Kumbaya Brad? The government wastes enough of my money via taxes to fund a great deal of things I don’t approve of - so please leave what little is left alone. I give a great deal more than $333 yearly to my church, charities, and medical research - and a lot of brave men and women died for my right to choose those causes. Health care is not an entitlement - yet. So if Mr. Barrett choose to give his $333 or $666 or whatever to fund health care for someone else he’s welcome to do so. Just don’t mandate me to do the same.
Unfortunately, about 40% of Americans don’t pay taxes (income taxes at least), so it wouldn’t be $333 per person. Therefore, there would about 180 billion American taxpayers paying the approximately $100 billion/year at a cost of $555 per person/year.
Can you afford it?
The fact that there are citizens who actually believe that and write that “exactly what’s wrong with conservative thought-namely that it’s all about the individual.“
Individualism is what made America great and is what has kept it great.
Immigrants that came from countries where everyone spoke tha same language,
practiced the same religion and had well defined class descrimination came to this country and learned that they could co-exist with people of all classes and colors. Assimilation was desirable but not demanded.

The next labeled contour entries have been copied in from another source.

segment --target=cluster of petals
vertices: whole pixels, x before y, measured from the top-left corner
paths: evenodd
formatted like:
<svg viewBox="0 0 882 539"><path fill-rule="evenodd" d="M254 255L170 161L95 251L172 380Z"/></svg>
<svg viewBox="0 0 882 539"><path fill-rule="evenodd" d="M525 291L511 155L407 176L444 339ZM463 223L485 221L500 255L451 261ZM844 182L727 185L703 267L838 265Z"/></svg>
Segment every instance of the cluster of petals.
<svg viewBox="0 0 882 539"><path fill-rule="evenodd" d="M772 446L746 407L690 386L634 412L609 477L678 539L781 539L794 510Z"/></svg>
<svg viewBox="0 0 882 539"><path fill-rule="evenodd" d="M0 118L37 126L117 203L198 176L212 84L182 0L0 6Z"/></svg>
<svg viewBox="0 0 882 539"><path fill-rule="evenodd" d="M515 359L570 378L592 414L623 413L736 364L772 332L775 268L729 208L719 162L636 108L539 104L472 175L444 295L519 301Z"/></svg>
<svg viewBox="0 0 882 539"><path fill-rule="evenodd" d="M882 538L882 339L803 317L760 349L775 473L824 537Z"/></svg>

Man’s best contribution to society at large is his ability to take full responsibility for himself and his own family. In this country he is entitled to the rewards for his labor.

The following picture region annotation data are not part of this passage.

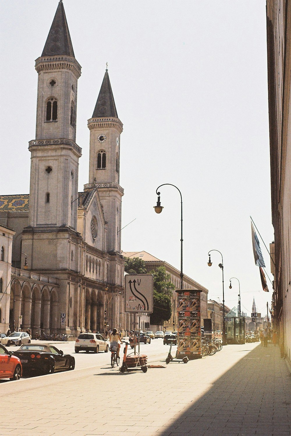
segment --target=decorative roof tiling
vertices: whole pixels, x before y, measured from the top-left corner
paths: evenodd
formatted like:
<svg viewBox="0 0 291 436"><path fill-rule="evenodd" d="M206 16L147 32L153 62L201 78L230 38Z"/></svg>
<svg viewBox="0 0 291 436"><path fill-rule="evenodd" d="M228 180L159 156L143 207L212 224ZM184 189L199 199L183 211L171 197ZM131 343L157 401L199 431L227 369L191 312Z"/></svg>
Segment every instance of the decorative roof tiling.
<svg viewBox="0 0 291 436"><path fill-rule="evenodd" d="M87 209L95 192L95 189L78 193L78 208Z"/></svg>
<svg viewBox="0 0 291 436"><path fill-rule="evenodd" d="M0 195L0 212L28 212L29 194Z"/></svg>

He is free to be as generous to his neighbors as his nature decrees. At least he was until this peculiar and creepy 60’s style “commune” mentality started to re-emerge.

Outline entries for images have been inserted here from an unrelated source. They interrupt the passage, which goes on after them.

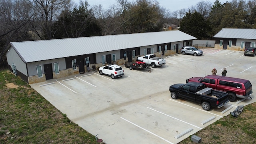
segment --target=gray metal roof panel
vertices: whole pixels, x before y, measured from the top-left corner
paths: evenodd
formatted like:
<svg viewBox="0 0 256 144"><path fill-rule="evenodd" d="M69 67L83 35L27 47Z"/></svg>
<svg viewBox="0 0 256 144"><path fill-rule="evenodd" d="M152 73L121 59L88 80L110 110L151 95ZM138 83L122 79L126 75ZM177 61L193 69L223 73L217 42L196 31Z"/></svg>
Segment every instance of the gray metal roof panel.
<svg viewBox="0 0 256 144"><path fill-rule="evenodd" d="M213 37L256 39L256 29L222 28Z"/></svg>
<svg viewBox="0 0 256 144"><path fill-rule="evenodd" d="M179 30L92 36L10 44L24 62L196 39Z"/></svg>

It didn’t grab hold back then and it won’t today. Because it does not suit Americans at all.
Feel free Mr. Barrett to “pitch” your $$333 anywhere you please. I will do the same.
This is America after all!
BTW that trillion dollar price tag is just the first down payment.
Barrett’s approach sums up exactly what’s wrong with today’s liberal thought – namely that it’s all about mischaracterizing conservative thought in order to demonize the individuals. No, Mr. Barrett, you can’t just take one element of a political philosophy, apply your own definition to it, and then charge up the rhetorical hill as if it were an act of bravery. The straw man argument is so tedious, so transparently false, yet liberals rely on it with distressing regularity.
I am a libertarian conservative who indeed believes strongly in the principle of individual freedom while also believing strongly in a government that is limited in scope – not absent in scope. The limitations, in general, preclude the magnitude of cost, intervention in the marketplace and unintended consequences that will result from the health care legislation that Democrats want to stampede through Congress.
But to the substance of Mr. Barrett’s argument: Dividing the total cost equally among the population ignores one timeless mechanism at the heart of left-wing philosophy, which is government management of income redistribution. The additional costs of nationalized health care will NOT be shared equally by all citizens – they will be borne disproportionately by those who, in the opinion of liberals, have benefitted unfairly from life’s lottery. For the sake of example, use the distribution of all Federal income taxes. The top 25% of income earners pay just under 87% of taxes. Yet even this progressive distribution is grossly unfair to those on the left, to the point of calling it “social injustice.” If you think that the added cost of health care legislation isn’t going to be redistributed to taxpayers along the same lines, you live in utopian denial.
The problem is that some of us simply can’t afford the extra $333 and their contribution will be paid for by another. Considering the huge disparity of wealth in this country, we aren’t talking about a wealthy person paying $999 to “cover his brothers.“ He’s going to be paying $9,999.
I think that’s the fear the wealthy have on the plan. I think they feel they already pay too much as it is. I’m only guessing at that though - I certainly don’t know the feeling.
I wish they would come out and say it instead of using their media outlets to whip up the more gullible among us into the frenzy that drives this debate. Its embarrassing and beneath us.